C'est pourquoi le Plan climat, adopté en 2004 et actualisé en 2006, regroupe l'ensemble des mesures applicables à tous les secteurs en vue d'économiser 54 millions de tonnes de CO 2 par an à l'horizon 2010.

En outre, l'objectif « Facteur 4 » correspond à la division par quatre des émissions de gaz à effet de serre à l'horizon 2050 et il a été inscrit dans la loi n° 2005-781 du 13 juillet 2005 de programme fixant les orientations de la politique énergétique.

Les principales mesures adoptées lors de la révision du Plan climat sont reprises dans le Pacte national pour l'environnement annoncé le 4 octobre dernier par le Premier ministre.

On peut ainsi évoquer :

- la création d'un livret de développement durable pour les particuliers en portant le plafond du CODEVI de 4.600 à 6.000 euros, permettant de mobiliser un supplément de 10 milliards d'euros pour des prêts écologiques ;

- le doublement des crédits de l'ADEME affectés au financement des réseaux collectifs de chaleur renouvelable financé par l'affectation de la taxe sur la consommation de charbon ;

- l'accélération du développement des carburants propres avec la promotion du flex-fioul, un mélange à base de biocarburant n'incorporant que 15 % d'essence ;

- l'encouragement à la production de logements sociaux à très haute performance énergétique (THPE), à travers des prêts bonifiés à 2,45 %.

Votre rapporteur pour avis se félicite de cet engagement gouvernemental affiché en faveur de la lutte contre les émissions de gaz à effet de serre . Il s'étonne, a contrario, de l'absence de document de politique transversale (DPT) sur le climat, dont il avait déjà l'an dernier souhaité la définition.

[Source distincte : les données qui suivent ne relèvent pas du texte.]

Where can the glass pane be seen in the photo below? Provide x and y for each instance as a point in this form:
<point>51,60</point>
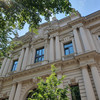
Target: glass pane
<point>75,92</point>
<point>39,55</point>
<point>67,45</point>
<point>42,51</point>
<point>14,65</point>
<point>42,58</point>
<point>36,60</point>
<point>39,58</point>
<point>71,50</point>
<point>66,52</point>
<point>37,52</point>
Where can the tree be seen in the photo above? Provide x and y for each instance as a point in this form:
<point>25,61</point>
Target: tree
<point>15,13</point>
<point>49,90</point>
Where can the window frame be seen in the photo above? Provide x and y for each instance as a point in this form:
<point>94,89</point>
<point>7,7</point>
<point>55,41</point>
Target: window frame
<point>39,56</point>
<point>14,68</point>
<point>75,85</point>
<point>68,48</point>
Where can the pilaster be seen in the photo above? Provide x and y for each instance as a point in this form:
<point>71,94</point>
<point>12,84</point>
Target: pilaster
<point>88,84</point>
<point>77,41</point>
<point>20,60</point>
<point>7,65</point>
<point>84,38</point>
<point>58,49</point>
<point>18,91</point>
<point>96,78</point>
<point>3,65</point>
<point>12,93</point>
<point>51,49</point>
<point>25,58</point>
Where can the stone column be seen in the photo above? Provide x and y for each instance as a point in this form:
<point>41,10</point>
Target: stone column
<point>96,78</point>
<point>77,41</point>
<point>33,55</point>
<point>88,86</point>
<point>6,66</point>
<point>12,93</point>
<point>84,39</point>
<point>18,91</point>
<point>91,40</point>
<point>58,49</point>
<point>3,65</point>
<point>62,49</point>
<point>25,58</point>
<point>46,51</point>
<point>59,76</point>
<point>51,49</point>
<point>20,60</point>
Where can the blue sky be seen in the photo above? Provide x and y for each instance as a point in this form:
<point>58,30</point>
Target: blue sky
<point>85,7</point>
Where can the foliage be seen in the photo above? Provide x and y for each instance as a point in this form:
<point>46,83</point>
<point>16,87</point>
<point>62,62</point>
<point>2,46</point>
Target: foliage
<point>49,89</point>
<point>15,13</point>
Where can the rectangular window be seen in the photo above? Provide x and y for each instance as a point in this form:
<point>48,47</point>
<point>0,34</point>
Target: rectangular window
<point>39,55</point>
<point>75,93</point>
<point>4,99</point>
<point>68,48</point>
<point>14,67</point>
<point>99,37</point>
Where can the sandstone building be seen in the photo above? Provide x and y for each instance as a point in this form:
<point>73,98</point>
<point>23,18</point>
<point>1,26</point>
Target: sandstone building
<point>72,43</point>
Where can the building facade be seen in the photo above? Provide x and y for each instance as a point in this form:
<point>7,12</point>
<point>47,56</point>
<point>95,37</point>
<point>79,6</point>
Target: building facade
<point>72,44</point>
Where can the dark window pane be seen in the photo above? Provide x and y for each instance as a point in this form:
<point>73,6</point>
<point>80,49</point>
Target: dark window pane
<point>66,52</point>
<point>75,93</point>
<point>99,37</point>
<point>42,58</point>
<point>39,55</point>
<point>71,50</point>
<point>68,48</point>
<point>14,67</point>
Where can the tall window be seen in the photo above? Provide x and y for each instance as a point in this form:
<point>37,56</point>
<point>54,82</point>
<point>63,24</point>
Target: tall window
<point>68,48</point>
<point>30,94</point>
<point>4,99</point>
<point>14,67</point>
<point>39,55</point>
<point>75,93</point>
<point>99,37</point>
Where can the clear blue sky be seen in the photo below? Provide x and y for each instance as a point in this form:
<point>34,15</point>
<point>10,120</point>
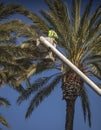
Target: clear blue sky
<point>50,115</point>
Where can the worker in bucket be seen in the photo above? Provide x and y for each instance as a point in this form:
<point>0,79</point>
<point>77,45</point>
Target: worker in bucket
<point>52,37</point>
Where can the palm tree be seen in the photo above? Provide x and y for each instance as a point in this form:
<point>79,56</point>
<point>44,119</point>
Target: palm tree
<point>79,37</point>
<point>4,102</point>
<point>15,61</point>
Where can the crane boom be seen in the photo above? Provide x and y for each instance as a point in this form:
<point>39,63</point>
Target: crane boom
<point>71,65</point>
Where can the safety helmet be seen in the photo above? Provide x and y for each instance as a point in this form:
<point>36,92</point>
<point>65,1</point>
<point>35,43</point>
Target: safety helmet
<point>51,27</point>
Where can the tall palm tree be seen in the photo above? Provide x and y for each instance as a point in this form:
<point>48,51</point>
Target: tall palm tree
<point>15,61</point>
<point>4,102</point>
<point>79,37</point>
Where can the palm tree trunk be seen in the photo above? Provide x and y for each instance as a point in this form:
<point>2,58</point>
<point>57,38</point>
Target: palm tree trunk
<point>70,109</point>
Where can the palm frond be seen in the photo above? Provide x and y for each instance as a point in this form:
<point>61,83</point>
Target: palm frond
<point>4,122</point>
<point>76,16</point>
<point>35,87</point>
<point>96,69</point>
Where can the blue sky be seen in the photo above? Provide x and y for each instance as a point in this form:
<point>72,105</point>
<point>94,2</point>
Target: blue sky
<point>50,115</point>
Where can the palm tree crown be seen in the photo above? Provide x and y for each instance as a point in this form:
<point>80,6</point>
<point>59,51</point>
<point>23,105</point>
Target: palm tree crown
<point>79,37</point>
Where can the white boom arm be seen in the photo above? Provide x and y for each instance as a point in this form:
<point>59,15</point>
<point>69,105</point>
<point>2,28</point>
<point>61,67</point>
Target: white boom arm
<point>71,65</point>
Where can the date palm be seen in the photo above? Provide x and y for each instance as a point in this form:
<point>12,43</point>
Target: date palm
<point>80,38</point>
<point>4,102</point>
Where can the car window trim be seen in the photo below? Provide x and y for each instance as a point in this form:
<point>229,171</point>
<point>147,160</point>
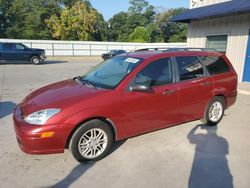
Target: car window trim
<point>165,84</point>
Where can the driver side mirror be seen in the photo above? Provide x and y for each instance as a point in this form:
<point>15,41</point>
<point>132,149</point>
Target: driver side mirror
<point>140,88</point>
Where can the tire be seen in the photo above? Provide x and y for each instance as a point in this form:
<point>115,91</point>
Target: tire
<point>87,149</point>
<point>35,60</point>
<point>214,111</point>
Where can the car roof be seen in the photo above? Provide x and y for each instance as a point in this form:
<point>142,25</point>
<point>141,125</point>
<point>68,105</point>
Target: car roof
<point>144,54</point>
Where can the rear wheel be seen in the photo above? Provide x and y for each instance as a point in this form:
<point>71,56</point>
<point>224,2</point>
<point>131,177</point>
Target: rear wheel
<point>214,111</point>
<point>92,141</point>
<point>35,60</point>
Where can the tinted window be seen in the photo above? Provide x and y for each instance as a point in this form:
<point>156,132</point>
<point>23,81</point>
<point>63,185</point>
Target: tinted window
<point>189,67</point>
<point>216,65</point>
<point>111,72</point>
<point>7,46</point>
<point>156,73</point>
<point>218,42</point>
<point>19,47</point>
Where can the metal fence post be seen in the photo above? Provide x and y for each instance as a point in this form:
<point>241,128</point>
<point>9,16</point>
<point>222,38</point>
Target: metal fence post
<point>53,53</point>
<point>90,50</point>
<point>73,50</point>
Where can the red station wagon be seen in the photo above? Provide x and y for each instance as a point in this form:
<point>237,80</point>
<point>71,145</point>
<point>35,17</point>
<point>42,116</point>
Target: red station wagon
<point>125,96</point>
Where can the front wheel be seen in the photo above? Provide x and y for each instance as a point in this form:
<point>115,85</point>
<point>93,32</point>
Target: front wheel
<point>92,141</point>
<point>214,111</point>
<point>35,60</point>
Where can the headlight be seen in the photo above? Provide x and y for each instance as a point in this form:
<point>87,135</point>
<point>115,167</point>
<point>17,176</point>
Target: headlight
<point>40,117</point>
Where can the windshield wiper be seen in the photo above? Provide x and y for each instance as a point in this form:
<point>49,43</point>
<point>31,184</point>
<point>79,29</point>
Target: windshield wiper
<point>88,83</point>
<point>84,81</point>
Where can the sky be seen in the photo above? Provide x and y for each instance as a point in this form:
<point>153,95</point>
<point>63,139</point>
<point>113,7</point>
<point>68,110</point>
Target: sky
<point>108,8</point>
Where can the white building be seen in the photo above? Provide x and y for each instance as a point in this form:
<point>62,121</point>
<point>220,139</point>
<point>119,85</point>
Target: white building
<point>223,25</point>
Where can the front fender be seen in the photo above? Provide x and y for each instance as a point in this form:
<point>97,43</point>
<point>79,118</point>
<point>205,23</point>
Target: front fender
<point>93,113</point>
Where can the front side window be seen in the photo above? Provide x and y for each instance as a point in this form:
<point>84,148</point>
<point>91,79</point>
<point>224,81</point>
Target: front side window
<point>190,67</point>
<point>111,72</point>
<point>156,73</point>
<point>215,65</point>
<point>7,46</point>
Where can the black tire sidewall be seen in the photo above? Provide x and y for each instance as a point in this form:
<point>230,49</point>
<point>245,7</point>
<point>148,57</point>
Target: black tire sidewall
<point>206,115</point>
<point>73,145</point>
<point>32,60</point>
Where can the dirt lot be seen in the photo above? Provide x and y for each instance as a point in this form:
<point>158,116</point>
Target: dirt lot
<point>181,156</point>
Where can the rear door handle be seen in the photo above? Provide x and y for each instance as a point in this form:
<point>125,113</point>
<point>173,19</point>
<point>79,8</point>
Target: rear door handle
<point>205,84</point>
<point>168,92</point>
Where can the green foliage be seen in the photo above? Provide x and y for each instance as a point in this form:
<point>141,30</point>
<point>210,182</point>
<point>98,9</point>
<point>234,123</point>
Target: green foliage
<point>140,14</point>
<point>138,6</point>
<point>140,34</point>
<point>78,22</point>
<point>25,19</point>
<point>171,32</point>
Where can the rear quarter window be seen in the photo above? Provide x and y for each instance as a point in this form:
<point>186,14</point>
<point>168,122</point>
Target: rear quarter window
<point>7,46</point>
<point>216,65</point>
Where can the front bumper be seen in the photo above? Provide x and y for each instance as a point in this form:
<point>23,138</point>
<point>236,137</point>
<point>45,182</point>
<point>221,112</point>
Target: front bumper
<point>43,57</point>
<point>30,140</point>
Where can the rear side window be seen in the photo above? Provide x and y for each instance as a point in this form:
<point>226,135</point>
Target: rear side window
<point>190,67</point>
<point>156,73</point>
<point>7,46</point>
<point>216,65</point>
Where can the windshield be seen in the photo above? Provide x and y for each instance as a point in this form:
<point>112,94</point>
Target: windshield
<point>111,72</point>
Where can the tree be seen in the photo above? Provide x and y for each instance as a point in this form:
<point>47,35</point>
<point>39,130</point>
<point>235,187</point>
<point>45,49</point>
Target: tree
<point>79,22</point>
<point>140,13</point>
<point>138,6</point>
<point>140,34</point>
<point>171,32</point>
<point>119,28</point>
<point>25,19</point>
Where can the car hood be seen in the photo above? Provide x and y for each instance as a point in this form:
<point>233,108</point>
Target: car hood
<point>36,49</point>
<point>58,95</point>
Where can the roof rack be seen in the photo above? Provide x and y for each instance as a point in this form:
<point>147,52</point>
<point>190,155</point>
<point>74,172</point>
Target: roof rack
<point>176,49</point>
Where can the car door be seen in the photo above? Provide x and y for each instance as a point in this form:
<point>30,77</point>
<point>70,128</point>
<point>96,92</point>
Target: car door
<point>156,107</point>
<point>20,52</point>
<point>8,51</point>
<point>195,88</point>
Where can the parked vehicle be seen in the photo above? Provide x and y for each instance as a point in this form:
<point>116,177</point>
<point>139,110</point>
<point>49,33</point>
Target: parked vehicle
<point>112,53</point>
<point>125,96</point>
<point>18,51</point>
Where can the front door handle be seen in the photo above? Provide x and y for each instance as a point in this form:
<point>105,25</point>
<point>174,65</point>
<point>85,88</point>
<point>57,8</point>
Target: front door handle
<point>205,84</point>
<point>168,92</point>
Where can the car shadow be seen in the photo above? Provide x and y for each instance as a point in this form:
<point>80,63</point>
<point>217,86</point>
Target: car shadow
<point>81,168</point>
<point>210,166</point>
<point>6,108</point>
<point>53,62</point>
<point>76,173</point>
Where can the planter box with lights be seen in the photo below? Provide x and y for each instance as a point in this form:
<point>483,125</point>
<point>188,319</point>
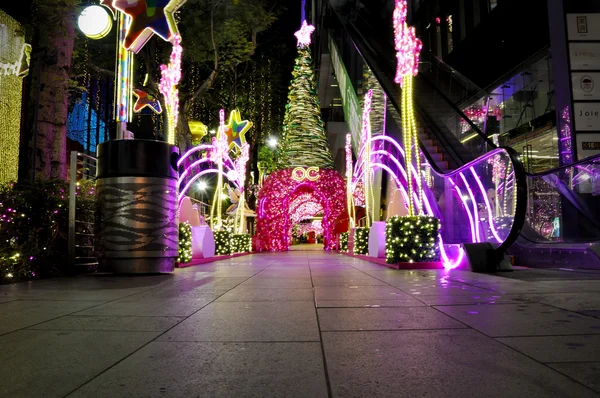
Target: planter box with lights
<point>412,239</point>
<point>361,240</point>
<point>222,242</point>
<point>241,243</point>
<point>344,242</point>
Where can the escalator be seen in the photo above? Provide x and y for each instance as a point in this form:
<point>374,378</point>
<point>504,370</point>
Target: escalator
<point>458,176</point>
<point>463,173</point>
<point>479,190</point>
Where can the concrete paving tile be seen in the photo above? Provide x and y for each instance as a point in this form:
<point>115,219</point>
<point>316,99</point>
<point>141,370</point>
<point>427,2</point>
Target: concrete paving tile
<point>527,319</point>
<point>16,315</point>
<point>196,287</point>
<point>579,301</point>
<point>86,295</point>
<point>5,299</point>
<point>441,363</point>
<point>368,303</point>
<point>110,323</point>
<point>282,283</point>
<point>435,289</point>
<point>339,272</point>
<point>245,293</point>
<point>151,307</point>
<point>53,363</point>
<point>593,313</point>
<point>359,293</point>
<point>346,281</point>
<point>475,298</point>
<point>587,373</point>
<point>250,321</point>
<point>557,348</point>
<point>288,273</point>
<point>551,287</point>
<point>215,370</point>
<point>333,319</point>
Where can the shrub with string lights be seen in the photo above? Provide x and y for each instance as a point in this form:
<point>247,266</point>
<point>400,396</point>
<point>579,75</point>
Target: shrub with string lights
<point>361,240</point>
<point>412,239</point>
<point>185,243</point>
<point>344,242</point>
<point>222,242</point>
<point>241,243</point>
<point>34,227</point>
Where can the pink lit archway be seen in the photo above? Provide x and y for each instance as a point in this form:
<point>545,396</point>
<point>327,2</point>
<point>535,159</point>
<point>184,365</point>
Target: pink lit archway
<point>280,189</point>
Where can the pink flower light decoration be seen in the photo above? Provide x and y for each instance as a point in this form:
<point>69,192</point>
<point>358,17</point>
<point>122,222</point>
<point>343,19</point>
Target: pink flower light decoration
<point>303,35</point>
<point>280,190</point>
<point>408,45</point>
<point>170,77</point>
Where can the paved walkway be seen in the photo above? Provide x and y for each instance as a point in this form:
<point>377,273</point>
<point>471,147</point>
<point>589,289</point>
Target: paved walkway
<point>302,324</point>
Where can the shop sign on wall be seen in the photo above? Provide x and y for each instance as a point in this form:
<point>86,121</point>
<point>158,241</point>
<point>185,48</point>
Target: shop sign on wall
<point>588,144</point>
<point>583,26</point>
<point>584,56</point>
<point>586,85</point>
<point>587,116</point>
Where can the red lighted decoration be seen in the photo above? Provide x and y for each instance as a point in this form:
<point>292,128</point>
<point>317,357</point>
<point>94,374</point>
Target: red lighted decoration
<point>280,190</point>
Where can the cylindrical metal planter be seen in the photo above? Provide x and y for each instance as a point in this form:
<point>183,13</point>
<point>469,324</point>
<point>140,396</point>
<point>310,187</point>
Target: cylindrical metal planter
<point>137,206</point>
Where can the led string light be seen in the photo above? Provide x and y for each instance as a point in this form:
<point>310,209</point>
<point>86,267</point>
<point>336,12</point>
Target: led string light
<point>368,172</point>
<point>222,148</point>
<point>170,77</point>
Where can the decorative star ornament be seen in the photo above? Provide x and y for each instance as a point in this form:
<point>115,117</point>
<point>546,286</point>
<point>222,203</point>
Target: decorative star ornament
<point>303,35</point>
<point>198,131</point>
<point>236,129</point>
<point>108,4</point>
<point>148,17</point>
<point>145,100</point>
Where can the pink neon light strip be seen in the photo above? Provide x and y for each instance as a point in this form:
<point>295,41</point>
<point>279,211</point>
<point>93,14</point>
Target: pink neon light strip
<point>194,149</point>
<point>198,163</point>
<point>189,184</point>
<point>475,210</point>
<point>487,206</point>
<point>448,264</point>
<point>466,208</point>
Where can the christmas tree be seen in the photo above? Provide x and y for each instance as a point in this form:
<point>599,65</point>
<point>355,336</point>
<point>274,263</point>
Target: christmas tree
<point>304,142</point>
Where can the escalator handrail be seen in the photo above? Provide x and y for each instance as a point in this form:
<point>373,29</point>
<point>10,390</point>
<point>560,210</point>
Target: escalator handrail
<point>476,129</point>
<point>394,102</point>
<point>561,168</point>
<point>519,169</point>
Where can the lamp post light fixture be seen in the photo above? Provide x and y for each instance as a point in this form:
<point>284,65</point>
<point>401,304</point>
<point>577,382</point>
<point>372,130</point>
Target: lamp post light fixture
<point>95,22</point>
<point>272,142</point>
<point>202,186</point>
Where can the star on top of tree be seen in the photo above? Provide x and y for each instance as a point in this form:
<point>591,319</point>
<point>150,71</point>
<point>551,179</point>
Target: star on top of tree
<point>148,17</point>
<point>108,4</point>
<point>145,100</point>
<point>236,129</point>
<point>304,34</point>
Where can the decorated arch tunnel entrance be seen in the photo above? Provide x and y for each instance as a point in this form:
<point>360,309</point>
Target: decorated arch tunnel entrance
<point>287,196</point>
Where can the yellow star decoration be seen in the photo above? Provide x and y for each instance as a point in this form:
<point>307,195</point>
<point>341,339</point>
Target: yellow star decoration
<point>236,129</point>
<point>198,130</point>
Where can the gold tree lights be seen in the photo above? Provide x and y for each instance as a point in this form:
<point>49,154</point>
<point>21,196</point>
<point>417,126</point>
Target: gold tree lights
<point>304,140</point>
<point>408,48</point>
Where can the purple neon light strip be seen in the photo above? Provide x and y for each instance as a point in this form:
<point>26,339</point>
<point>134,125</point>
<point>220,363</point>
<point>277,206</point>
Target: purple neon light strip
<point>466,206</point>
<point>474,231</point>
<point>487,206</point>
<point>448,263</point>
<point>474,203</point>
<point>192,150</point>
<point>189,184</point>
<point>199,162</point>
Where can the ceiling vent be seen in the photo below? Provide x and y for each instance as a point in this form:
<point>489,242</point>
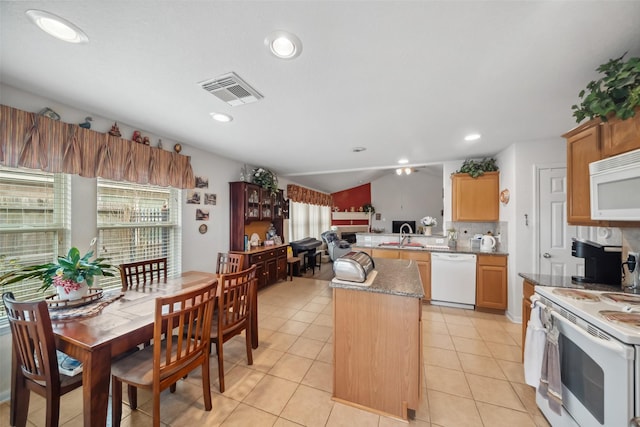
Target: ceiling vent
<point>231,89</point>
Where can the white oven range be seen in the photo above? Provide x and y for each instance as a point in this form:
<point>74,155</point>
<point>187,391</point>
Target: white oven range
<point>599,345</point>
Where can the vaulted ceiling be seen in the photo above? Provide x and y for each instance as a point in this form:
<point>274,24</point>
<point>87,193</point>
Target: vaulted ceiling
<point>403,79</point>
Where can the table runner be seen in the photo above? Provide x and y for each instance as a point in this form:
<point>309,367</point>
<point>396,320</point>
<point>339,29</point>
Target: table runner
<point>86,310</point>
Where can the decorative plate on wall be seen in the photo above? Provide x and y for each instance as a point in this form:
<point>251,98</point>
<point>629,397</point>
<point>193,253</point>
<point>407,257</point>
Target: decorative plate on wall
<point>504,196</point>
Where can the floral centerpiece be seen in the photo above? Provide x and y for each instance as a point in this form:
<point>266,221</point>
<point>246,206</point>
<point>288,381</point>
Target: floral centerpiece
<point>68,274</point>
<point>265,179</point>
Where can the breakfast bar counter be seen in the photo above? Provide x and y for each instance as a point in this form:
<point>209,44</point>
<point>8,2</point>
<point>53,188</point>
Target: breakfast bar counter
<point>378,340</point>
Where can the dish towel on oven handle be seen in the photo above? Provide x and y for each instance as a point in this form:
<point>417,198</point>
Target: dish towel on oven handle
<point>534,344</point>
<point>550,380</point>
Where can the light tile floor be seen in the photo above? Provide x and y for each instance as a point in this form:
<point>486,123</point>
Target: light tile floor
<point>473,374</point>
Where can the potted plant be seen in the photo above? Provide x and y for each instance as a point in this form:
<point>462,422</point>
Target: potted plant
<point>72,275</point>
<point>428,222</point>
<point>265,179</point>
<point>478,168</point>
<point>616,93</point>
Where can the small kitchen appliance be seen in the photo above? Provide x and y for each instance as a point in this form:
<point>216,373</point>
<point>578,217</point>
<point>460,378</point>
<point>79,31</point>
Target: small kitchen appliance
<point>601,262</point>
<point>487,243</point>
<point>353,267</point>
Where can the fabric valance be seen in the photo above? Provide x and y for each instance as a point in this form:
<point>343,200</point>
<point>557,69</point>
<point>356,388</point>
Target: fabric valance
<point>300,194</point>
<point>37,142</point>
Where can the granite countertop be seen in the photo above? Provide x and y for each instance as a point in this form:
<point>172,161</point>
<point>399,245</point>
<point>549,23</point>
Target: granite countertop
<point>394,277</point>
<point>460,250</point>
<point>566,282</point>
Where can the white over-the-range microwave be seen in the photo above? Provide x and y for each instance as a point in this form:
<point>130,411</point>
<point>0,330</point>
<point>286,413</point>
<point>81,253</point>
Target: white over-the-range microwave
<point>615,187</point>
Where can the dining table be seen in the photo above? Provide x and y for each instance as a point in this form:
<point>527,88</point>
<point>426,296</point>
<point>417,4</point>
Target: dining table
<point>115,329</point>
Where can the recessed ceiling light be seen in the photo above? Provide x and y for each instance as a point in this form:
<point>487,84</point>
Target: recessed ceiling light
<point>221,117</point>
<point>283,44</point>
<point>57,27</point>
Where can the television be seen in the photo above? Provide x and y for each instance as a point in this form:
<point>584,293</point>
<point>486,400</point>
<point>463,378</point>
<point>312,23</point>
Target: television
<point>395,226</point>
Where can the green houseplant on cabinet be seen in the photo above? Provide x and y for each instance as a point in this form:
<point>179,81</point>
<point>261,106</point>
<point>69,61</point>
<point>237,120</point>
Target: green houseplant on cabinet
<point>616,93</point>
<point>476,168</point>
<point>72,275</point>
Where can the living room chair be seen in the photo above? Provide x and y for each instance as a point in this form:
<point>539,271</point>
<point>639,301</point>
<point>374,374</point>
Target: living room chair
<point>142,273</point>
<point>34,361</point>
<point>229,263</point>
<point>161,365</point>
<point>236,293</point>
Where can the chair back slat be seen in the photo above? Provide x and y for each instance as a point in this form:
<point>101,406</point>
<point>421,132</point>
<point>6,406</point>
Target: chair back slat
<point>190,311</point>
<point>234,299</point>
<point>33,339</point>
<point>142,273</point>
<point>229,263</point>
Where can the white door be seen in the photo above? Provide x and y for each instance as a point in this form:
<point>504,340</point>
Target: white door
<point>555,235</point>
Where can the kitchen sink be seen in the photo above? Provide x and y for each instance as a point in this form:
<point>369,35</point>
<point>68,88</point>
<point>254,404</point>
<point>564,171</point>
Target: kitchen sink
<point>397,245</point>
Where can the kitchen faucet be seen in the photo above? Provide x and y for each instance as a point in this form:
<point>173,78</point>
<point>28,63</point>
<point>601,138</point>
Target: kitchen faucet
<point>404,236</point>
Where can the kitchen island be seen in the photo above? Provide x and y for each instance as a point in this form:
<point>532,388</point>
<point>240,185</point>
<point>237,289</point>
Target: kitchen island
<point>378,339</point>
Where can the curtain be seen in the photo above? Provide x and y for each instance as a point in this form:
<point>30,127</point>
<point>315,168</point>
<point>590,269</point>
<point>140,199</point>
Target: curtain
<point>306,195</point>
<point>38,142</point>
<point>306,220</point>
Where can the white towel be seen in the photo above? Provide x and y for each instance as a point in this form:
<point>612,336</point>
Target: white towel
<point>550,379</point>
<point>534,343</point>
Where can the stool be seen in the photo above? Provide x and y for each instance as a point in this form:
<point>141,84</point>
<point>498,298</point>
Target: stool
<point>291,262</point>
<point>313,259</point>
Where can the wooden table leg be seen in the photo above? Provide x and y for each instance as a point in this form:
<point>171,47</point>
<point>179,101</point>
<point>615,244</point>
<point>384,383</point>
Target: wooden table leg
<point>96,376</point>
<point>19,395</point>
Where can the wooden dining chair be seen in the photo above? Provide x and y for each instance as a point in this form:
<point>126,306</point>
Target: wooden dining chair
<point>35,361</point>
<point>229,263</point>
<point>236,293</point>
<point>142,273</point>
<point>161,365</point>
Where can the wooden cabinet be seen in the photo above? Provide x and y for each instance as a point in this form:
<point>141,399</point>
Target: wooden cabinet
<point>528,289</point>
<point>252,207</point>
<point>583,147</point>
<point>475,199</point>
<point>620,136</point>
<point>423,260</point>
<point>271,264</point>
<point>491,282</point>
<point>377,348</point>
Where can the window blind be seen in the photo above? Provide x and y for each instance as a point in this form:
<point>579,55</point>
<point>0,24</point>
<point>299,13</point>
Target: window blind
<point>138,222</point>
<point>34,225</point>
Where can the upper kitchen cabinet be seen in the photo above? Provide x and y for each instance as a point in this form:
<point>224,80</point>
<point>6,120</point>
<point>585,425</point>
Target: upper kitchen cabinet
<point>620,136</point>
<point>583,147</point>
<point>475,199</point>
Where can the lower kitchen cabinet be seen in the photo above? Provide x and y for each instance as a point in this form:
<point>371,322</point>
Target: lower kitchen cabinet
<point>423,260</point>
<point>491,282</point>
<point>271,264</point>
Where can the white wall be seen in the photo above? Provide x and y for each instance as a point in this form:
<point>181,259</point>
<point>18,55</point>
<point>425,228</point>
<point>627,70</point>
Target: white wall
<point>406,197</point>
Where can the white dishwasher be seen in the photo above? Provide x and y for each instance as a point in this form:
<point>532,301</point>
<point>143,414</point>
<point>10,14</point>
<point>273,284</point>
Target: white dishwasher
<point>453,279</point>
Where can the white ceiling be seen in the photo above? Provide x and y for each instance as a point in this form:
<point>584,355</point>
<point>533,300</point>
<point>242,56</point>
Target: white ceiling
<point>401,78</point>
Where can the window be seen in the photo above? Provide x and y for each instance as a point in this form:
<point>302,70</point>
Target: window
<point>308,220</point>
<point>34,224</point>
<point>138,222</point>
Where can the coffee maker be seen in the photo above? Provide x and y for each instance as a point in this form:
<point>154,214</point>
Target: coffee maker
<point>601,262</point>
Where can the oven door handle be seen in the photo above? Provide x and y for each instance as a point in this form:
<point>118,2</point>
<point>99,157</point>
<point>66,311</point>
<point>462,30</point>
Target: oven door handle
<point>624,350</point>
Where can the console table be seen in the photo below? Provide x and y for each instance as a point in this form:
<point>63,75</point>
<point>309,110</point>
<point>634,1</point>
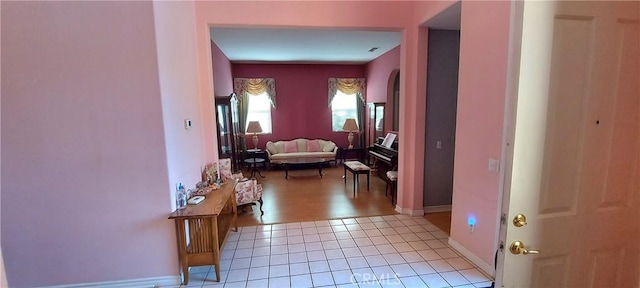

Compte tenu du caractère imminent transversal du sujet et du foisonnement des initiatives adoptées récemment, il apparaît indispensable d'identifier clairement les politiques conduites par les différents ministères .

D'après la première maquette élaborée par le ministère de l'écologie et du développement durable, les actions de plus de 23 programmes de différentes missions budgétaires sont identifiées comme contribuant à la politique de protection du climat et représentent plus de 2 milliards d'euros par an . Une annexe permettrait également de retracer l'engagement des différents établissements publics dont l'ADEME qui est fortement impliquée dans la maîtrise de la demande d'énergie et la lutte contre le changement climatique.

L'engagement de Mme Nelly Olin devant la commission des affaires économiques portait sur la création du DPT climat dans la loi de finances rectificative pour 2006, mais il ne semble pas que le projet de loi initial le prévoit, ce que votre rapporteur pour avis déplore vivement .

* 22 Validé par la Commission européenne en décembre 2004, le PNAQI a fait l'objet du décret n° 2005-190 du 25 février 2005.